A Bourke councillor and the first Indigenous president of Australia’s oldest ex-services club in Marrickville, Mr Bartley has come a long way from his first experience with the Army in 1966, where being Indigenous deemed his application to serve in the Vietnam War redundant under the Flora and Fauna Act.
“I learned that my two friends didn’t tick the box to say that they were Aboriginal. I thought if they were going to go and fight in Vietnam, I’m going to go with them. So I did the same,” he said.
It wasn’t until he was twenty years old that he and other Indigenous people were counted as Australian citizens.
Mr Bartley describes the six years he spent in the Army as some of the best and most formative in his life.
“I learnt discipline, mateship, and friendship. Even now when we meet, we don’t shake hands, we cuddle. We cuddle because they’re my brothers in arms, and we’re still brothers,” he said.
Victor Bartley is one of two veterans who remain in the RSL club in Bourke, joined by a fellow veteran who served as a nurse in East Timor.
Earlier this year, it wasn’t just them but the entirety of the Bourke community who mourned the loss of the RSL Club building Diggers on The Darling, as it burned to the ground in a blaze that took the historical Oxley Hall with it.
“It was a big loss, there was so much history and memorabilia there,” Mr Bartley said.
Among the lost memorabilia were items from Mr Bartley’s own collection that he brought from Vietnam, including watercolour paintings of the Indigenous men and women that served alongside him.
As the site is still being cleared of the rubble – a task made more difficult by the asbestos in the building – Mr Bartley hopes to see the RSL rebuilt, ‘like the phoenix that rose out of the ashes',” he said.

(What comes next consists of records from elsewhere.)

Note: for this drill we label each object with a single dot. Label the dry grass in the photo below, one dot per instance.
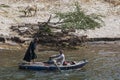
(114, 2)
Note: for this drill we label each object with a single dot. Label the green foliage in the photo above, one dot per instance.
(78, 20)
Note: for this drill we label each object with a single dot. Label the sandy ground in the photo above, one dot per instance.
(12, 15)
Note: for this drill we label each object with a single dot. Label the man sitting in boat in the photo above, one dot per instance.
(30, 53)
(59, 59)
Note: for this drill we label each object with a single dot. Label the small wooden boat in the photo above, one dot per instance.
(51, 67)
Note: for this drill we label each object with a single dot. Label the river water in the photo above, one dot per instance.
(104, 64)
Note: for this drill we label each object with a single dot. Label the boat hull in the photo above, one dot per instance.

“It’s a fair amount of money to rebuild and I can’t see it happening, but as a councillor, I’m in a good standing to find a new place to present any more memorabilia we can procure,” he said.
His biggest concern in having lost those pieces of history is for generations of the future.
“I want to be able to have something there so our younger generations can come along and say, ‘that person is my great-great-grandfather or grandmother'…if we can do something to rectify that situation, that would make me a lot more comfortable,” Mr Bartley said.
With Victor Bartley recounting his experiences, the urgency of the matter feels important, a rich piece of Australian history that is threatened with dilution each year.
“When I was President of the Marrickville ANZAC Memorial Club, the greatest honour I had was the privilege of leading the march into the Cenotaph in Martin Place in Sydney. I was the first person to walk into the service…I could feel the hair on the back of my neck stand up as people started clapping louder and louder. They were thanking us for our service, and it’s one of the best feelings I’ve ever had,” he said.
Today in Bourke, Mr Bartley will raise the Australian, Aboriginal, Torres Strait Islander and New Zealand flags side by side. The Australian National Anthem will be sung, followed by the New Zealand National Anthem sung in Maori.
“We don’t only turn up to remember and commemorate Australians who served, but New Zealanders also, because we are one when we fight together.”
"I came from nowhere, and I did nothing, but I achieved everything I wanted to in life, to serve my country and to look after my family."